ちょうど、真っ赤な服を着ていたあづさ。40年前と今とを繋ぐためにリンウッド地区を歩く決意がちょっと大きすぎて緊張していたあづさには、その優しさがぐっとくるほど有難く、美しい赤い薔薇はまるでお守りに思えました。
歩いて歩いて、リンウッド地区に入りました。家並みは、まさに高級住宅街そのものでした。大きなお屋敷は、古い邸宅も新しいモダンな家もあり、どれも広いガーデンに犬が放し飼いにされています。塀という塀に電気フェンスが取り付けられ、セキュリティもすごいものです。
母の友人のカトリーヌは、名字をホフマイヤーといいます。農場経営の家庭だそうです。私が歩くヒントはそれだけ。

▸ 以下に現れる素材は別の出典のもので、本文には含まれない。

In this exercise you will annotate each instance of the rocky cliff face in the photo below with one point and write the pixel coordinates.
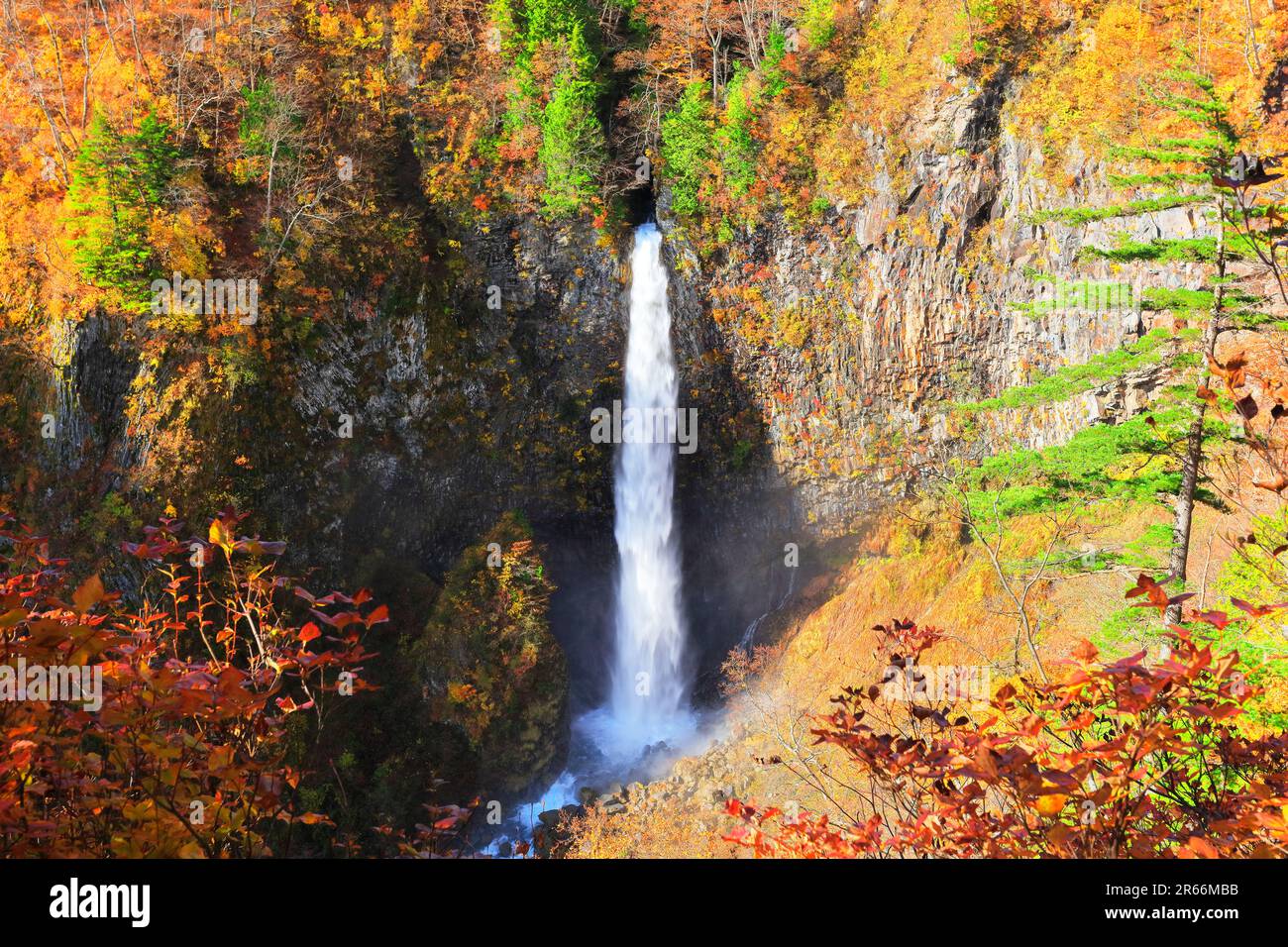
(410, 427)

上り坂の頂点を越え、空きビン回収をしているらしき黒人男性が1人、あづさに声をかけました。「Are you lost?」(道に迷ったのかい?)と。「地元の人なら、ホフマイヤーさんを知ってるかな?」と思ったあづさは、母の友人に会いたいがリンウッド地区以外は住所が分からないことを伝えました。その男性の回答は期待に沿わないものでしたが、この先にある大きな私有地の場所を地図上で指差し、「Security knows everything」(その警備員なら何でも知っているよ)と、頼もしく教えてくれました。
少しでも多くの家の表札を見たいと、遠回りをして歩き、やがてその私有地の入り口にたどり着きました。そこの警備員は、あづさの事情を聞くと、リンウッド地区の住民名簿を見てくれ、優しく「No longer」(もういないよ)と、教えてくれました。更に、通常は絶対によそ者には見せないというその住民名簿を見せてもらえました。「A、B、C、D、E、F、G、・・・」名字別の見出しの「H」の欄にも(ついでにFの欄にも)ホフマイヤーHofmeyerの名前はありません。決定的に母の友人を訪ねる手掛かりが途切れてしまったのです。
悲しかった。ほんの少しでも、カトリーヌやせめてその家族が今でもここにいてくれる可能性を期待していたから。
絶望的な状況が納得できてしまうから、悲しくて寂しくて仕方ありませんでした。そのまま警備員とお別れしたあとは、清楚な街を歩きながら泣くのを我慢して、でも泣いてしまい、せめて泣き続けるのはやめようと、精一杯に我慢していました。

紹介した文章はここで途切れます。